Tam olarak iki yıl önce, Birleşik Krallık hükümeti Lord Jonathan Hill’in liste incelemesiborsa lansmanlarındaki “keskin resim” ve diğer finans merkezleriyle “sert rekabet” üzerine elle sıkma ile dolu.
Hill, ikili sınıf hisse yapılarının tanıtılması, bir “yeniden markalaşma” da dahil olmak üzere bir dizi tavsiyeyle birlikte, “Londra’da listelenen en önemli şirketler ya finansal ya da geleceğin şirketlerinden daha ‘eski ekonomiyi’ temsil ediyor” dedi. pazarın ve halka açılma sürecinde daha fazla verimlilik.
Ancak bu hafta, Londra’nın kendisini modern pazarlar için yeniden keşfetme çabalarında önemli bir çatlak oluştu ve CRH, Birleşik Krallık listesinden New York lehine çıkmayı planladığını söyledi. Meslektaşım Ian Smith, dünyanın en büyük yapı malzemeleri şirketinin bu hamlesini Londra’nın sıkıntılarının “somut bir örneği” olarak tanımladı. (Lütfen bu şakanın kalitesi hakkında ona e-posta göndermekten çekinmeyin.)
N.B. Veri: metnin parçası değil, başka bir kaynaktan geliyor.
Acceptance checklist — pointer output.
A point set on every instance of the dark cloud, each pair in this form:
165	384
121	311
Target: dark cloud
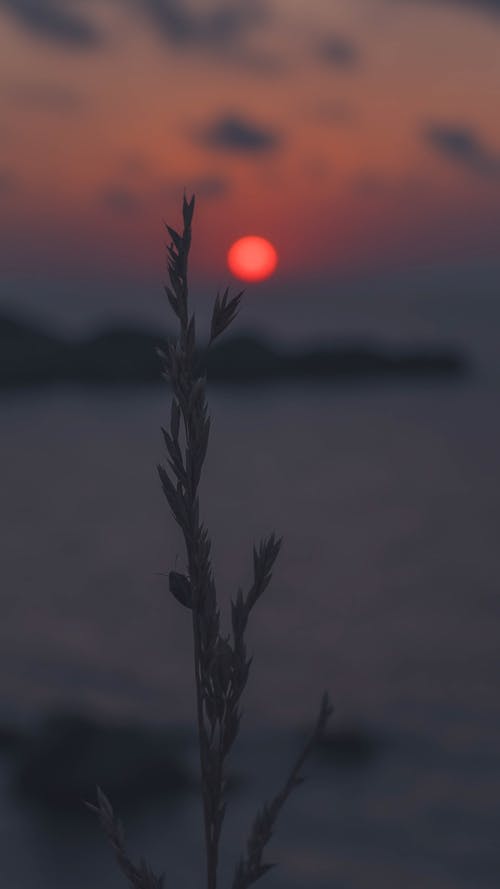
45	97
54	20
232	133
121	200
461	144
222	29
224	23
209	187
481	6
338	52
Bu kendi başına yeterince kötü, ancak bir sıhhi tesisat ve ısıtma tedarikçisi olan Ferguson’un da FTSE’den ayrılmasından sonra geldi. Hepsinden kötüsü, FT olarak bildirildi Bu haftanın başında, Birleşik Krallık’ın en büyük borsası olan petrol şirketi Shell bile dikkate alınan ayrılıyor
Tüm bunların anlamı, Birleşik Krallık’ın yalnızca parlak, heyecan verici ve başarılı ilk halka arzları çekmek için mücadele etmekle kalmayıp, aynı zamanda temkinli yatırımcıların zorlu ekonomik ortamlarda da bildiği ve sevdiği daha ölçülü şirketlere tutunmak için giderek daha fazla mücadele ettiğidir. Bu bir uyandırma çağrısı olmalı.
Royal London Asset Management’ta Birleşik Krallık hisse senetleri başkanı Richard Marwood, gerekli yönetişim standartlarını düşürerek daha baharatlı piyasaları taklit etmenin çözüm olmadığını savunuyor. Birçok İngiliz şirketi için şimdiden heyecanlı. Ancak, emeklilik fonları da dahil olmak üzere yerel yatırımcılar, Birleşik Krallık’ta çalışmak için daha fazla para yatırmaya ve daha canlı likidite, daha yüksek değerlemeler ve daha fazla kotasyondan oluşan verimli döngüyü yeniden canlandırmaya teşvik edilmelidir.
“Tamamen umutsuzluğa kapılmıyorum” diyor. “Duyarlılık biraz gelişiyor. Ancak işletmeleri buraya getirmek için standartlarda dibe vurmayalım, likidite havuzunun derinliğini artıralım.” Lord Hill bu davulu 2021’de çaldı. Şimdi daha çok yankılanabilir.